The roads were slick and dark, but driving didn't intimidate me anymore. My reflexes were well up to the job, and I barely paid attention to the road. The problem was keeping my speed from attracting attention when I had company. I wanted to be done with today's mission, to have the mystery sorted out so that I could get back to the vital task of learning. Learning to protect some, learning to kill others.
I was getting better and better with my shield. Kate didn't feel the need to motivate me anymore - it wasn't hard to find reasons to feel angry, now that I knew that was the key - and so I mostly worked with Zafrina. She was
pleased with my extension; I was able to cover almost a ten-foot area for more than a minute, though it exhausted me. This morning she'd been trying to find out if I could push the shield away from my mind altogether. I didn't see what the use of that would be, but Zafrina thought it would help strengthen me, like exercising muscles in the stomach and back rather than just the arms. Eventually, you could lift more weight when all the muscles were stronger.
I wasn't very good at it. I had only gotten one glimpse of the jungle river she was trying to show me.
But there were different ways to prepare for what was coming, and with only two weeks left, I worried that I might be neglecting the most important. Today I would rectify that oversight.
I'd memorized the appropriate maps, and I had no problem finding my way to the address that didn't exist online, the one for J. Jenks. My next step would be Jason Jenks at the other address, the one Alice had not given me.
To say that it wasn't a nice neighborhood would be an understatement. The most nondescript of all the Cullens' cars was still outrageous on this street. My old Chevy would have looked healthy here. During my human years, I would have locked the doors and driven away as fast as I dared. As it was, I was a little fascinated. I tried to imagine Alice in this place for any reason, and failed.

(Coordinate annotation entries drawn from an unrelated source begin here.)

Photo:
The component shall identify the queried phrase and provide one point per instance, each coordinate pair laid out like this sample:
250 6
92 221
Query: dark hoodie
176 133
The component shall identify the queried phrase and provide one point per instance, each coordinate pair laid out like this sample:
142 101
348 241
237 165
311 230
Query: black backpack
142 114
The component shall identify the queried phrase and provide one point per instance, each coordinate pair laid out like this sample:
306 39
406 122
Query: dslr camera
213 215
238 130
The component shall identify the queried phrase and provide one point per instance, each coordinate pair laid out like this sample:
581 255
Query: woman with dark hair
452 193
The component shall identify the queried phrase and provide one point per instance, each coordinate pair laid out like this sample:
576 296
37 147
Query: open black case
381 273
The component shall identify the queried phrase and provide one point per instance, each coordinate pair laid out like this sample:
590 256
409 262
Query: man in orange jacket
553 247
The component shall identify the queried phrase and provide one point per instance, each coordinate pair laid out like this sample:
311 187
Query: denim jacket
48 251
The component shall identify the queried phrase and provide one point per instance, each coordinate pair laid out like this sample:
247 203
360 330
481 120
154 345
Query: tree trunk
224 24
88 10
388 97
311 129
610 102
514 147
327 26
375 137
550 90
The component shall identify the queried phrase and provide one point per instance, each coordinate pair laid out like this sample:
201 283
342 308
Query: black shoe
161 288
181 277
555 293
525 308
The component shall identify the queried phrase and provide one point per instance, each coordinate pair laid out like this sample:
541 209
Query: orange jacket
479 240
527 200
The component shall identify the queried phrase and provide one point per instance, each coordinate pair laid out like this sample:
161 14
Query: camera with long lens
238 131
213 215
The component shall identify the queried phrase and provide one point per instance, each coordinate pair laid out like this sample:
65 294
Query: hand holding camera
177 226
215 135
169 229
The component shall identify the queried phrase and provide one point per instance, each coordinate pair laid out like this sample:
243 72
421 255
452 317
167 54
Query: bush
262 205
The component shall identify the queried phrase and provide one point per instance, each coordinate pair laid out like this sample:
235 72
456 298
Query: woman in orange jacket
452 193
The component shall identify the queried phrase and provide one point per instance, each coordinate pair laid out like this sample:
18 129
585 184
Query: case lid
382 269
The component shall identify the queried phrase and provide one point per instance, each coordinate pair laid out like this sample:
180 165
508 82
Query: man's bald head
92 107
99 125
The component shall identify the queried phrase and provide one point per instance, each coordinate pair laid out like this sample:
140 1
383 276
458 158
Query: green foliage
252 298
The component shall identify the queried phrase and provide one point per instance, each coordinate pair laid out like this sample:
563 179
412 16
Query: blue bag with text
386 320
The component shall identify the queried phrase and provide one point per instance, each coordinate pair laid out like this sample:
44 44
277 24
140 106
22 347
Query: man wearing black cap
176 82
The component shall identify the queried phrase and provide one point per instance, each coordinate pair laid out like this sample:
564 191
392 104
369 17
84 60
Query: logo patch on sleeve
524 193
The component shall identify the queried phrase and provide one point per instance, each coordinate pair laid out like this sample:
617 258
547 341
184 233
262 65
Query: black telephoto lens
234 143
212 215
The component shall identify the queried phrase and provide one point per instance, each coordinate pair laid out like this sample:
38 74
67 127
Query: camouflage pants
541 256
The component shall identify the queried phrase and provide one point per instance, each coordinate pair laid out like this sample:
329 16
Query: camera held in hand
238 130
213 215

The buildings - all three stories, all narrow, all leaning slightly as if bowed by the pounding rain - were mostly old houses divided up into multiple apartments. It was hard to tell what color the peeling paint was supposed to be. Everything had faded to shades of gray. A few of the buildings had businesses on the first floor: a dirty bar with the windows painted black, a psychic's supply store with neon hands and tarot cards glowing fitfully on the door, a tattoo parlor, and a daycare with duct tape holding the broken front window together. There were no lamps on inside any of the rooms, though it was grim enough outside that the humans should have needed the light. I could hear the low mumbling of voices in the distance; it sounded like TV.
There were a few people about, two shuffling through the rain in opposite directions and one sitting on the shallow porch of a boarded-up cut-rate law office, reading a wet newspaper and whistling. The sound was much too cheerful for the setting.
I was so bemused by the carefree whistler, I didn't realize at first that the abandoned building was right where the address I was looking for should exist. There were no numbers on the dilapidated place, but the tattoo parlor beside it was just two numbers off.
I pulled up to the curb and idled for a second. I was getting into that dump one way or another, but how to do so without the whistler noticing me? I could park the next street over and come through the back.... There might be more witnesses on that side. Maybe the rooftops? Was it dark enough for that kind of thing?
"Hey, lady," the whistler called to me.
I rolled the passenger window down as if I couldn't hear him.
The man laid his paper aside, and his clothes surprised me, now that I could see them. Under his long ragged duster, he was a little too well dressed. There was no breeze to give me the scent, but the sheen on his dark red shirt looked like silk. His crinkly black hair was tangled and wild, but his dark skin was smooth and perfect, his teeth white and straight. A contradiction.
"Maybe you shouldn't park that car there, lady," he said. "It might not be here when you get back."
"Thanks for the warning," I said.
I shut off the engine and got out. Perhaps my whistling friend could give me the answers I needed faster than breaking and entering. I opened my big gray umbrella - not that I cared, really, about protecting the long cashmere sweater-dress I wore. It was what a human would do.
The man squinted through the rain at my face, and then his eyes widened. He swallowed, and I heard his heart accelerate as I approached.
"I'm looking for someone," I began.
"I'm someone," he offered with a smile. "What can I do for you, beautiful?"
"Are you J. Jenks?" I asked.
"Oh," he said, and his expression changed from anticipation to understanding. He got to his feet and examined me with narrowed eyes. "Why're you looking for J?"
"That's my business." Besides, I didn't have a clue. "Are you J?"
We faced each other for a long moment while his sharp eyes ran up and down the fitted pearl gray sheath I wore. His gaze finally made it to my face. "You don't look like the usual customer."
"I'm probably not the usual," I admitted. "But I do need to see him as soon as possible."
"I'm not sure what to do," he admitted.
"Why don't you tell me your name?"
He grinned. "Max."
"Nice to meet you, Max. Now, why don't you tell me what you do for the usual?"
His grin became a frown. "Well, J's usual clients don't look a thing like you. Your kind doesn't bother with the downtown office. You just go straight up to his fancy office in the skyscraper."